The Washington Post has a good piece today looking at Rep. Peter King's prior relationships with his Muslim constituents prior to 9/11 in the lead up to King's Muslim HUAC hearings. While King previously had a good relationship with Muslim leaders in his district, their reaction to 9/11 and their willingness to blame an Israeli conspiracy for the attacks led to a falling out that seems to have colored King's views of Muslims ever since.
This paragraph popped out at me:
But for some of King's Muslim constituents, his most hurtful words came in the form of his 2004 novel, "Vale of Tears." The story revolves around a fictional congressman who stumbles across a plan by terrorists -- who are associated with a Long Island mosque and work with al-Qaeda and remnants of the Irish Republican Army -- that could kill hundreds.
King dedicated the novel to "those who were murdered on September 11" and explained his purpose in the preface: "It describes how vulnerable we can become if we lower our guard -- for even the slightest moment -- and if we fail to recognize that our terrorist foes comprise a worldwide network with operatives active within our borders."
King was once the Irish Republican Army's biggest congressional supporter, calling it "the legitimate voice of occupied Ireland." King was a prominent fundraiser for "Noraid" an analogue to the kind of Islamic charities that secretly funnel money to terrorists. Georgetown Law professor David Cole told Mother Jones that King's activities in support of the IRA would "without a doubt" constitute a violation of the material support for terrorism statute today.
King's love affair with the IRA ended shortly after 9/11 as well, because King said his former allies had adopted a "knee-jerk anti-Americanism" in response to American military interventions in Iraq and Afghanistan.
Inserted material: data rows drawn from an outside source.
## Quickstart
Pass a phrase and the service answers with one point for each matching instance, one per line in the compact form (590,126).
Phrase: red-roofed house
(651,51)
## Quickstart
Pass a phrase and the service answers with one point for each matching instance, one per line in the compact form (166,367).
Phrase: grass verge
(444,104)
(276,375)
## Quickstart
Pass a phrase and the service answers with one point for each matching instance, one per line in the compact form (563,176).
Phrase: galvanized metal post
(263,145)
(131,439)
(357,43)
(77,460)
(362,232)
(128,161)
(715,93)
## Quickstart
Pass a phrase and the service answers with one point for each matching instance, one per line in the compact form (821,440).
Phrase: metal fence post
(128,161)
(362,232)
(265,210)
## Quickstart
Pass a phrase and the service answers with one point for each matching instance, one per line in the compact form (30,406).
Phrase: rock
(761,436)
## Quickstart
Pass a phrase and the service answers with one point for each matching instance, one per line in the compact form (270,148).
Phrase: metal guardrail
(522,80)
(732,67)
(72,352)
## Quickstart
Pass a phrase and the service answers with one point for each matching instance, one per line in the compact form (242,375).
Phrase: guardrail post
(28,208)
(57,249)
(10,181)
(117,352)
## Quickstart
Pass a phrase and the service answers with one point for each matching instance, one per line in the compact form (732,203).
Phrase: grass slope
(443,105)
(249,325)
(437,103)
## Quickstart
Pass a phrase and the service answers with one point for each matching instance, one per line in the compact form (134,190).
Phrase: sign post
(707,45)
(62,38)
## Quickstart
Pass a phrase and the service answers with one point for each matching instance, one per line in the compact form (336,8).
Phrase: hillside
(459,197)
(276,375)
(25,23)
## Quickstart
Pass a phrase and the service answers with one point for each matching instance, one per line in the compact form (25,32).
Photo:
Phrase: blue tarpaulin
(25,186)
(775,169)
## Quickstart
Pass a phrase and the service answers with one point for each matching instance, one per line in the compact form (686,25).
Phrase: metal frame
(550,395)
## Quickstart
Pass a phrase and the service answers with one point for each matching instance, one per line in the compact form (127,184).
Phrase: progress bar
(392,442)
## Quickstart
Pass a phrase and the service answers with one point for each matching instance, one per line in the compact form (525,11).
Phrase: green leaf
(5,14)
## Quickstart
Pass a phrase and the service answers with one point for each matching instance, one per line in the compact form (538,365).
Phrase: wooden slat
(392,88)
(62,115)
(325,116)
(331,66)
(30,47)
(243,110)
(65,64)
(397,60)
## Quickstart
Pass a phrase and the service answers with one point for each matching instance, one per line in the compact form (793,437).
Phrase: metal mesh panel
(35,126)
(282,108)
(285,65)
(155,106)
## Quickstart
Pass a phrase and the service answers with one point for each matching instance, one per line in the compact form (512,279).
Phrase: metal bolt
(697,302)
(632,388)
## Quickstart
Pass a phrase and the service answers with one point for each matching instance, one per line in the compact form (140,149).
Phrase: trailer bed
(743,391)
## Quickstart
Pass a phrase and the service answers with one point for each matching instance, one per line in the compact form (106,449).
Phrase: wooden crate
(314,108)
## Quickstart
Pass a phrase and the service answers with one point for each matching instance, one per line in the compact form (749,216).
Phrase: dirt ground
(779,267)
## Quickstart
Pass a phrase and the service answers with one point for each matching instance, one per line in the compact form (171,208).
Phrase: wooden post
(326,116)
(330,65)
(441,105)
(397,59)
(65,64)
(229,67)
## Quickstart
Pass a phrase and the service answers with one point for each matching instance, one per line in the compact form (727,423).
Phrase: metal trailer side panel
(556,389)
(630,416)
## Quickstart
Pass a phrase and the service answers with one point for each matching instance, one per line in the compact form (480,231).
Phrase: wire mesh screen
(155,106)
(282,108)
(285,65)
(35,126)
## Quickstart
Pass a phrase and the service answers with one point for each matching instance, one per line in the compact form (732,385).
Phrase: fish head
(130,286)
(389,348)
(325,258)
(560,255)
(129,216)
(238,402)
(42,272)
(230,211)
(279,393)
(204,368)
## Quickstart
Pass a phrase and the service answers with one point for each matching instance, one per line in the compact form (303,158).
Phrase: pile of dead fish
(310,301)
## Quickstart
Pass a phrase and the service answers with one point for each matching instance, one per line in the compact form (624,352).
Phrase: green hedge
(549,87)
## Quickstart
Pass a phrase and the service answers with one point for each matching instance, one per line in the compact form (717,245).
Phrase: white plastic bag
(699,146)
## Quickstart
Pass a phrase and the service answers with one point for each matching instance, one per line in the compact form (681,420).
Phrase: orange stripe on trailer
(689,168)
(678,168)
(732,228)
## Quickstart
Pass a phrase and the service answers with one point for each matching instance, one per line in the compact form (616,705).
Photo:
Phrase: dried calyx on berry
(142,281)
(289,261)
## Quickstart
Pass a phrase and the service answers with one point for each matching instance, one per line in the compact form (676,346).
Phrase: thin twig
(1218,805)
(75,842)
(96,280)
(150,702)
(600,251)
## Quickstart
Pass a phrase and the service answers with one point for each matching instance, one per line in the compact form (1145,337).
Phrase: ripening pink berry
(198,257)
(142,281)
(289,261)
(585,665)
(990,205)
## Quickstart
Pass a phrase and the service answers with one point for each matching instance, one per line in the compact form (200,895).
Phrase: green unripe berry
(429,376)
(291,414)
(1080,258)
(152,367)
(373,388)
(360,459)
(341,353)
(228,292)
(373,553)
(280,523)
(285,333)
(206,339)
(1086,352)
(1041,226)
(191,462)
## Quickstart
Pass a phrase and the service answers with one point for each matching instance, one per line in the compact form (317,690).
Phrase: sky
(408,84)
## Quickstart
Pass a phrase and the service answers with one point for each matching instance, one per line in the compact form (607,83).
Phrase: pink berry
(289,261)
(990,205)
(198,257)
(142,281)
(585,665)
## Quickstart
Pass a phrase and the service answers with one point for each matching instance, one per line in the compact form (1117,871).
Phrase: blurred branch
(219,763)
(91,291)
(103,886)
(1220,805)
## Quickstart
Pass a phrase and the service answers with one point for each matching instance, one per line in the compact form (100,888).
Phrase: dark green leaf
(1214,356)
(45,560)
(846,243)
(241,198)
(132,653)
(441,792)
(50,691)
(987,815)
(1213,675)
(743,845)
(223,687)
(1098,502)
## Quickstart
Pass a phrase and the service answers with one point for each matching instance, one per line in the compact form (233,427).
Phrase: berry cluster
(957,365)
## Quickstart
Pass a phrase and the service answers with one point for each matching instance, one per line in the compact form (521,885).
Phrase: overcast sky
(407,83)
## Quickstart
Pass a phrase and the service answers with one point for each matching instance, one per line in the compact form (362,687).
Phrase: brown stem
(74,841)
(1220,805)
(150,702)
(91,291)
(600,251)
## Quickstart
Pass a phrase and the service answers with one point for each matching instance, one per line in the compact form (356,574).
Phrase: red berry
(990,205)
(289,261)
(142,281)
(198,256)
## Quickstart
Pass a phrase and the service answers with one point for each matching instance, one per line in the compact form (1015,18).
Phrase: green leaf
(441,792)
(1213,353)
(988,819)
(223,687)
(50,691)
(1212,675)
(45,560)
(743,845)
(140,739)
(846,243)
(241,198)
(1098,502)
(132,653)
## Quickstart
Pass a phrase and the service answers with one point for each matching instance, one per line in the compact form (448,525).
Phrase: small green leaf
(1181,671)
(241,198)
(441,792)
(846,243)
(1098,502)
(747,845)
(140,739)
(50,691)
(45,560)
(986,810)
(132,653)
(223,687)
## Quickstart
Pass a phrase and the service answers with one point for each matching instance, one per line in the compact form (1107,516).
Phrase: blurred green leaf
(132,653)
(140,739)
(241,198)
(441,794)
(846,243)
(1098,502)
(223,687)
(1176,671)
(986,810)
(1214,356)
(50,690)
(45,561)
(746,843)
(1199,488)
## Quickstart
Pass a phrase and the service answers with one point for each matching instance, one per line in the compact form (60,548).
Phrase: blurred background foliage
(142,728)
But it's still extraordinary that someone as actively supportive of the use of political violence in the past as King would be running these hearings.
His decision to take some kind of bizarre emotional revenge by slapping his former allies together in a novel with an implausible plot in which violent Islamic extremists somehow lose their distaste for "infidels" and the IRA suddenly decide they'd like to start targeting the United States is also really strange, but I find myself wishing King had stopped there.